In whatever form it comes, each time I am left behind I now must change my mental state and find peace with it. I must dive into that feeling and why I have it, and how I can change from it. I actually tell myself out loud that it is going to be hard, but it will be worth it. If you are like me, and have spent your life running away from yourself, eventually you will be forced to realize that at the end of the day, you are all you have. When you do, you will have a chance to live a meaningful, authentic life where you are no longer playing catch up, but can, instead, chart your own course.
If you have ever felt left behind, there are three things you can do to help move from that place of pain to one of awareness and strength.
• First, you must tell yourself that it is okay to not be okay. We try so hard to keep it together. If a situation has fallen apart, sometimes it’s best just to let it fall. The more you try to cling to what was, or what you didn’t get, the more you stop yourself from moving on with your life. The wheel of fortune is always turning, and if you find it has not turned in your favor, know that it eventually will. But for that change to happen, you must let whatever left you go. To fully do that, be gentle on yourself. It’s okay to grieve, to feel down, and to feel hopeless. Lean into those feelings without shame or judgement because they will pass.
• Second, trust your own timeline and your own path. When we look at other people, social structures, or societal pressures to gain our own sense of confidence, then of course, when you don’t get that job or you get divorced, you might think that it has to do with your self-worth. If you can reframe your own narrative, however, and say that was not meant for me, or I believe a better opportunity will come, you are able to look within to find that validation. When we are left behind, it is a chance to realize that the situation was out of your control, but you are in control of your own emotions and self-esteem. If you trust yourself, and rely on yourself, you won’t compare yourself to others. When you know you have your own journey, you realize a lot of the pain that comes with being left behind revolves around what you think you should do more than what is best for you.
• Third, while you may have felt left behind, and maybe you are alone and afraid, you now have space for some personal time where you can focus on what you want from your life. Every time I have been left behind, I have had a big change that forced me to grow and move in a different direction. While the void seemed impossible to fill, the universe hates a void. I went in dramatically different directions after each major life shift because I had the empty space to step into. Without that gap, I would never have tried a new career, hobby, relationship, or friend group. I changed because I had to, not because I wanted to. At the time, it may seem unfathomable that life will get better. But if you can use the time alone to focus on what makes you genuinely happy, you will get to the other side and realize you most likely would have never made that crossing if you weren’t left.
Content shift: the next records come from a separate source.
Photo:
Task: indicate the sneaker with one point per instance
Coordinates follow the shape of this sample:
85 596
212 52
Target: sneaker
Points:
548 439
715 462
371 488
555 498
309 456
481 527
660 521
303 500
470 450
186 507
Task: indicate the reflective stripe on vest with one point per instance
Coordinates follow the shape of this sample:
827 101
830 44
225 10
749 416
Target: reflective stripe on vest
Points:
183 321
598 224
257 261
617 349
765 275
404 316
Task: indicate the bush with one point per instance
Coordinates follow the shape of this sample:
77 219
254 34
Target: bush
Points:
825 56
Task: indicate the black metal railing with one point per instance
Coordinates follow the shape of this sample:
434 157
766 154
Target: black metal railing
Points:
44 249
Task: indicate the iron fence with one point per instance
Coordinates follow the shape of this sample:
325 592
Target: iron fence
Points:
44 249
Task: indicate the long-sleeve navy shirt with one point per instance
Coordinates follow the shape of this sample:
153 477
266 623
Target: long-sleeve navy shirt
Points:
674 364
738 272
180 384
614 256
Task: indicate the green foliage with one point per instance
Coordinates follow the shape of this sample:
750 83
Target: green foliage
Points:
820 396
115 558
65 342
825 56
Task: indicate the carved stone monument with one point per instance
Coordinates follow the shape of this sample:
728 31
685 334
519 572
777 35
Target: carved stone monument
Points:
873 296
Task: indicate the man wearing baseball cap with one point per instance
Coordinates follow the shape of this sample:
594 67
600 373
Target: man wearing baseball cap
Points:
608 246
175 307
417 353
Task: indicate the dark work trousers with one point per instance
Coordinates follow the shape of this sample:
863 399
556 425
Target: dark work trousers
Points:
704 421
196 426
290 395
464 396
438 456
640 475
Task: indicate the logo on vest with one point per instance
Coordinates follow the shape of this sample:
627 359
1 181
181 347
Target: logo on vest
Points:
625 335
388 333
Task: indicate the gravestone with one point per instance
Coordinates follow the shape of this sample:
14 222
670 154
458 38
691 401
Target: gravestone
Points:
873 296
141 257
As I look back at my 14-year-old self, alone of the driveway, I had no idea the role I would step into now that my older sister was gone. It’s only now that I can fully appreciate exactly what that was: a middle child who could no longer just ride on her older sister’s coat tails. But that was exactly it: when we are left behind, we may find that whatever left us prevented us from really digging into an emotion or part of ourselves that we had been actively avoiding. It is an opportunity to shift down a gear, find strength you didn’t know you had, and live life in the driver seat. We are unique, and the more we can lean into that, the more we can live a life rooted in authenticity.
I know I will be left behind again, but this time, I will use it as a chance to come home to myself. Will you?